The NAS Capoon, Mr Abiola Owoaje in a press statement to commemorate the day lamented the spike in cases of rape, domestic abuse, and workplace assault in Nigeria.
Owoaje while noting that “unfortunately, the Nigerian government efforts have not been responsive enough to mete out punishment to perpetrators of those crimes” stated that “there is also a near absence of victim support and compensation for the ridiculously small number of cases being prosecuted.”
He noted that the group identifies with the plight of women and girls experiencing violence and demanded a zero tolerance to ensure perpetrators are brought to book.
According to him government and relevant agencies must be compelled to make and enforce laws and policies that protect women against all forms of violence including rape, domestic abuse, deprivation, discrimination and all other identified ways in which women suffer victimization.

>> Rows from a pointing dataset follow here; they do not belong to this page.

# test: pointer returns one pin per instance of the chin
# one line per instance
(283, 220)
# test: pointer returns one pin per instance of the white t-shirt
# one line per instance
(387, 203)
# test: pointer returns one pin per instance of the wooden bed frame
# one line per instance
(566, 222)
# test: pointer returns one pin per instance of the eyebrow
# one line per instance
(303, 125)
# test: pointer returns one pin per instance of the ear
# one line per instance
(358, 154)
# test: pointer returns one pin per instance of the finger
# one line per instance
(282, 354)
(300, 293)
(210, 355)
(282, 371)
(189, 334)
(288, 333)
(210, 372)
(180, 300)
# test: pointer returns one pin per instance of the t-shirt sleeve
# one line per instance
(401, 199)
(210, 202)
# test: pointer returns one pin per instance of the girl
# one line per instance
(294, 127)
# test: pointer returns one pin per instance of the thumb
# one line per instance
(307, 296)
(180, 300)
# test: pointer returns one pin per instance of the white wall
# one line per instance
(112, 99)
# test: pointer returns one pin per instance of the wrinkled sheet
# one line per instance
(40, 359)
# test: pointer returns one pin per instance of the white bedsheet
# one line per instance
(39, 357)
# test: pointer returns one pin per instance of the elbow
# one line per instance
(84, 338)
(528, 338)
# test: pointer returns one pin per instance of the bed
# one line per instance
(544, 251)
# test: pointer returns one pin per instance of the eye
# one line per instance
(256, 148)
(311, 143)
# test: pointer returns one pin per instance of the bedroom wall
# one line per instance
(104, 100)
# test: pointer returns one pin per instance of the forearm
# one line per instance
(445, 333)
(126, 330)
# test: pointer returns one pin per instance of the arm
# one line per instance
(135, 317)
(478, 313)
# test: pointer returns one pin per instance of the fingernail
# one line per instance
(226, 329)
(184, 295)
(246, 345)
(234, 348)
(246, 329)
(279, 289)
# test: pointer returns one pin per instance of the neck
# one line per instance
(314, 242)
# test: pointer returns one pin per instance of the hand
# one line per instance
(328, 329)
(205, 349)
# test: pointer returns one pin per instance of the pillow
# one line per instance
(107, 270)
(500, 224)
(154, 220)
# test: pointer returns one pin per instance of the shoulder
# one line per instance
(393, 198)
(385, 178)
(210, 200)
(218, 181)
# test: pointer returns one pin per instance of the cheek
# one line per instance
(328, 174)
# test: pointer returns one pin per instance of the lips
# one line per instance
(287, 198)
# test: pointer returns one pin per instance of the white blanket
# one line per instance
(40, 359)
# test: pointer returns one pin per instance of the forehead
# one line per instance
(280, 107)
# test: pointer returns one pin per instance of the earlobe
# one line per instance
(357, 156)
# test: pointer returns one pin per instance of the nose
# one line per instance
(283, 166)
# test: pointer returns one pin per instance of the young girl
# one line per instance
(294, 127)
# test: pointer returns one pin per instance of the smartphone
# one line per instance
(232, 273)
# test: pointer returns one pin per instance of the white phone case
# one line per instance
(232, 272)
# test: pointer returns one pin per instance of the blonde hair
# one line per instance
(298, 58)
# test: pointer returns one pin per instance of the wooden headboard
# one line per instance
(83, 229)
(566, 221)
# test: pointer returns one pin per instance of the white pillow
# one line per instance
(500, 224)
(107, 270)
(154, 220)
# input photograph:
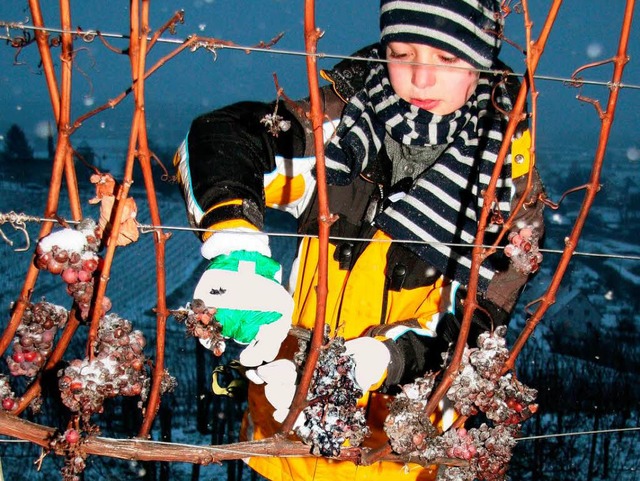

The statement read in part “The National Assembly passed the Violence Against Persons (Prohibition) Act, VAPP in May 2015 to deal with cases of rape in Nigeria. We urge the State House of Assemblies not yet to domesticate this law to do so. Furthermore, the Federal and State Legislative arms should enact and follow up on existing laws that protect women against all forms of violence including intimate partner violence, sexual harassment, human trafficking, female genital mutilation and child marriage.
“Our educational curriculum must be reformulated to include the teaching of young children in primary and secondary schools on the dangers of violence against women in order for the boys and girls to grow up with the conscious understanding of these dangers, and as grownups, the women will be imbued with courage and confidence to speak out when they encounter such issues.
“Functional Police hotlines where people can quickly report the incident of violence against women should be provided and shared with the public, and when cases are reported, they must be thoroughly investigated and culprits brought to book.”